Ayşe Çürük (born 4 October 2001) is a Turkish professional volleyball player. She plays in the outside hitter position. Currently, she plays for Kuzeyboru, and is a member of the Turkey women's national volleyball team.

== Personal life ==
Ayşe Çürük was born on 4 October 2001.

== Club career ==
She is tall, and plays in the outside hitter position. She draws attention especially with her effective dunks in offense and her agility in defense.

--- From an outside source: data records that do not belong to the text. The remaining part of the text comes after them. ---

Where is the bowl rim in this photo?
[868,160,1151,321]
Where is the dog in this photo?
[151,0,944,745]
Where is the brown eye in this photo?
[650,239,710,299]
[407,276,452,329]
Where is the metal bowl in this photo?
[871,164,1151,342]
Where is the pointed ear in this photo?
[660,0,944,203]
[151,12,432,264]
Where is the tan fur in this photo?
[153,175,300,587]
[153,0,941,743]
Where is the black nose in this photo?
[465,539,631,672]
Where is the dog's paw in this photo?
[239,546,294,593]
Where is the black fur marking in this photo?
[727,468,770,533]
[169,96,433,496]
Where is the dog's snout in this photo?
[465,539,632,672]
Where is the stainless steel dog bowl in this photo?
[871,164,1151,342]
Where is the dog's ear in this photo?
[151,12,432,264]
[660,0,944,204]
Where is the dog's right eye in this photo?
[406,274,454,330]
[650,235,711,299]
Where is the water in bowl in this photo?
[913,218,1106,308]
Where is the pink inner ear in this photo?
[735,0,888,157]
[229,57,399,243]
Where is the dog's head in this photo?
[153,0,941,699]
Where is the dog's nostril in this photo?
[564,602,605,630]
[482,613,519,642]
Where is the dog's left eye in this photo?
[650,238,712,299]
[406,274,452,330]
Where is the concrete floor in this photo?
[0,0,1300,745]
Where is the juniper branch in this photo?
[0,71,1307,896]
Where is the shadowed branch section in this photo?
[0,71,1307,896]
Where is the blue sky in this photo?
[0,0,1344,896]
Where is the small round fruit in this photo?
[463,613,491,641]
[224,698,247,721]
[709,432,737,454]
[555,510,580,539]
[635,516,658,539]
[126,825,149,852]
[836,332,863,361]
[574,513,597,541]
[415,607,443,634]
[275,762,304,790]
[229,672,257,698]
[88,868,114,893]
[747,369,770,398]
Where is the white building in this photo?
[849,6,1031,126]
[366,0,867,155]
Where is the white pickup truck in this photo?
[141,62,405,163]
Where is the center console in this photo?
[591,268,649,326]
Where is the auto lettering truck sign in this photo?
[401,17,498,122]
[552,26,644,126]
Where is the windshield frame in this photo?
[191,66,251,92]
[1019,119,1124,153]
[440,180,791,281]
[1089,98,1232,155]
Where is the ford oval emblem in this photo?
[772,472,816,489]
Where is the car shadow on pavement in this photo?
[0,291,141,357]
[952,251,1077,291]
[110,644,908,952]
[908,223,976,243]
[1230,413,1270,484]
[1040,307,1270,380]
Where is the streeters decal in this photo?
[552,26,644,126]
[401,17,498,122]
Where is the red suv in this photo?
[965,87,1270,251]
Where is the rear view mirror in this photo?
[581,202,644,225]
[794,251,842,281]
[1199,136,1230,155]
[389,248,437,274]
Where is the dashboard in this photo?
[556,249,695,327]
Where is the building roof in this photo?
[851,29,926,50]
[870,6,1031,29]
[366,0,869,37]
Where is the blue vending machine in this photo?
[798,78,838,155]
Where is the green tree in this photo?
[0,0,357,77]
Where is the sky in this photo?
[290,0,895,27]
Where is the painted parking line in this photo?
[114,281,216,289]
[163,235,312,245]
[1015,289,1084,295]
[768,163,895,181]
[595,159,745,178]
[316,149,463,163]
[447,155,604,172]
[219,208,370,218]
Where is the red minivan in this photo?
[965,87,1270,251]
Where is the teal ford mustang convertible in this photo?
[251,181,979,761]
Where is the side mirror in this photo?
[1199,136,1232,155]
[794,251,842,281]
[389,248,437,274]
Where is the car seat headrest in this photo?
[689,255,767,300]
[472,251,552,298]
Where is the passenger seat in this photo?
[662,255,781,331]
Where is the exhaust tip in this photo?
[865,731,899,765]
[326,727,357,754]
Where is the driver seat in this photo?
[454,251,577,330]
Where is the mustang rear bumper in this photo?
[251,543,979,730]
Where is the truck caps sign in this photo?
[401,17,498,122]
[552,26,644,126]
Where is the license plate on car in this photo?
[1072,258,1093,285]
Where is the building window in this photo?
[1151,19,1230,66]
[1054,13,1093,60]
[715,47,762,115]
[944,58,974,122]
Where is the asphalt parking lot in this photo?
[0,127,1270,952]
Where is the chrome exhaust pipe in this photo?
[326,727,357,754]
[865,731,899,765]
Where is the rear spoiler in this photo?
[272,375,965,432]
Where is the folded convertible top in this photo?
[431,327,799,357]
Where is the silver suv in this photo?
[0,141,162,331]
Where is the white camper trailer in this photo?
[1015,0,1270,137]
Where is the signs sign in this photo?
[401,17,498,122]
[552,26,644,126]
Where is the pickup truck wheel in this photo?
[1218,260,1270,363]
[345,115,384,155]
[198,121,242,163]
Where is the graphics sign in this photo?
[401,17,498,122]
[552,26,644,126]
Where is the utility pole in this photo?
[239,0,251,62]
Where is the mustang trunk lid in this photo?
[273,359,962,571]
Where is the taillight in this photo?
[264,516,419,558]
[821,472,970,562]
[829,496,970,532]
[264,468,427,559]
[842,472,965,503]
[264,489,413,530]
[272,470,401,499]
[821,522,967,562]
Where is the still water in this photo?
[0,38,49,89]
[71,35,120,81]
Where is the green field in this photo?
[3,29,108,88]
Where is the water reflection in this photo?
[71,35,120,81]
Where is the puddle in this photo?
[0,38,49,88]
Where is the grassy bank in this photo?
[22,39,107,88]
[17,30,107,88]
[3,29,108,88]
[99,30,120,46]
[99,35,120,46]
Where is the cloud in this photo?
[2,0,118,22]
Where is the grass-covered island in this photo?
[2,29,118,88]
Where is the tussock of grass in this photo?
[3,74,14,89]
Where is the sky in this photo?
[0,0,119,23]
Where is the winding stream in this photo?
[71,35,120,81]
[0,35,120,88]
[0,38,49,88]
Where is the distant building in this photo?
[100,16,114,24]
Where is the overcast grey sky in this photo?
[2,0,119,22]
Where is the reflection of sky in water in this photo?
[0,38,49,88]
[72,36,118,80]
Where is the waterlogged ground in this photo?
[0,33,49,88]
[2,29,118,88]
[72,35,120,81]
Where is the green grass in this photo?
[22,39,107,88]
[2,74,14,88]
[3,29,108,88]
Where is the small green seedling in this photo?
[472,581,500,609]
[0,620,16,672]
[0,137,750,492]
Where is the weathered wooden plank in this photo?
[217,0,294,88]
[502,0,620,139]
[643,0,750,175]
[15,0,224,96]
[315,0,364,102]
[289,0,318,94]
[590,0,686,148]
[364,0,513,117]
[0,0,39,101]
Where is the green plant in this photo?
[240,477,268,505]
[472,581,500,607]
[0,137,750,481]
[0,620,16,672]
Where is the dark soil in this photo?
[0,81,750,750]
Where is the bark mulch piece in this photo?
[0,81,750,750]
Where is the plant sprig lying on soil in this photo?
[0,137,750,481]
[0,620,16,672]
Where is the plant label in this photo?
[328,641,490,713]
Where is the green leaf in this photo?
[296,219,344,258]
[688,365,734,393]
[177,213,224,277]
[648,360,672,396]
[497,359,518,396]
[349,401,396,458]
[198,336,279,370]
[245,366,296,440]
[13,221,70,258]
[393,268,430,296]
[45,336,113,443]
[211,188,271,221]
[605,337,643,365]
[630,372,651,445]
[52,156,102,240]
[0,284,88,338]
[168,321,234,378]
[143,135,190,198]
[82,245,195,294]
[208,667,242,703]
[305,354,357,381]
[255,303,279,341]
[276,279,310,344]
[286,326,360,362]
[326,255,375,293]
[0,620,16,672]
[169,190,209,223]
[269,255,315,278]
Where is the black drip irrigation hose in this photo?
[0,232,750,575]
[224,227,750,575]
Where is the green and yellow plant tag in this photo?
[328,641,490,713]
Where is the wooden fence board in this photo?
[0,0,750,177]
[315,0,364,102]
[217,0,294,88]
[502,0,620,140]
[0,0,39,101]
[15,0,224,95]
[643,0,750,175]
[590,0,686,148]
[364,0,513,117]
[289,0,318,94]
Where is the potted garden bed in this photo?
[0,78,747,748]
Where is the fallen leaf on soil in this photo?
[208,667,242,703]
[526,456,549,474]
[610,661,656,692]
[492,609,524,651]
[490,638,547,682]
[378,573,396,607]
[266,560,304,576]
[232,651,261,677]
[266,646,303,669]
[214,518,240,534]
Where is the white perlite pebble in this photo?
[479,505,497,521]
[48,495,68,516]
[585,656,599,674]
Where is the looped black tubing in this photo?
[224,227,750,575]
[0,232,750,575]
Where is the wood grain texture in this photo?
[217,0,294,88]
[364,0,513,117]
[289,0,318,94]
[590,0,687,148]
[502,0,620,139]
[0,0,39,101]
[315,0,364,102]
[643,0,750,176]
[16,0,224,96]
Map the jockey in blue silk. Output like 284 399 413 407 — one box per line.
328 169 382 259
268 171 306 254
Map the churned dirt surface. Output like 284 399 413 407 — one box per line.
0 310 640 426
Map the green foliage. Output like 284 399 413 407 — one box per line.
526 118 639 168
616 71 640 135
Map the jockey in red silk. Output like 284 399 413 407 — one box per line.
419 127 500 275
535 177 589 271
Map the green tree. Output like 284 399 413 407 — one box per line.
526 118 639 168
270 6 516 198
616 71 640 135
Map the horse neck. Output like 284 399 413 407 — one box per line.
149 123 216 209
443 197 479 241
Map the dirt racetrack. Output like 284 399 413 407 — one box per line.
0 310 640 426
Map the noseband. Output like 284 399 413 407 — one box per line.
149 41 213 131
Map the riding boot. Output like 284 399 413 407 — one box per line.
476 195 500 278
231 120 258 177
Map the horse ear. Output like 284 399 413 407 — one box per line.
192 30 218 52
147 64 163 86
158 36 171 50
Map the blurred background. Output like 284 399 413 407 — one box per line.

Çürük started her career at an early age at Mersin Üniversitesi in 2015. After playing three season, she moved to Ankara, and entered TVF Sport High School, the vocational school of the Turkish Volleyball Federation, and played in the school team in the 2018–19 season. Following graduation, she joined Türk Hava Yolları in the 2019–20 season, and played also for Edremit Bld. After one season at İstanbul Büyükşehir Bld., she transferred to Muratpaşa Bld. Açı Koleji, where she played from 2021 to 2023. In the 2023–24 season, she was with Aydın Büyükşehir Bld. In 2024, she transferred to the Aksaray-based club Kuzeyboru. With Kuzeyboru, she took part at the 2024–25 Women's CEV Cup.

== International career ==
Çürük was selected to the Turkey women's national volleyball team to play at the 2025 FIVB Women's Volleyball Nations League.

She was part of the Turkey team, which became champion at the 2025 Islamic Solidarity Games in Riyadh, Saudi Arabia.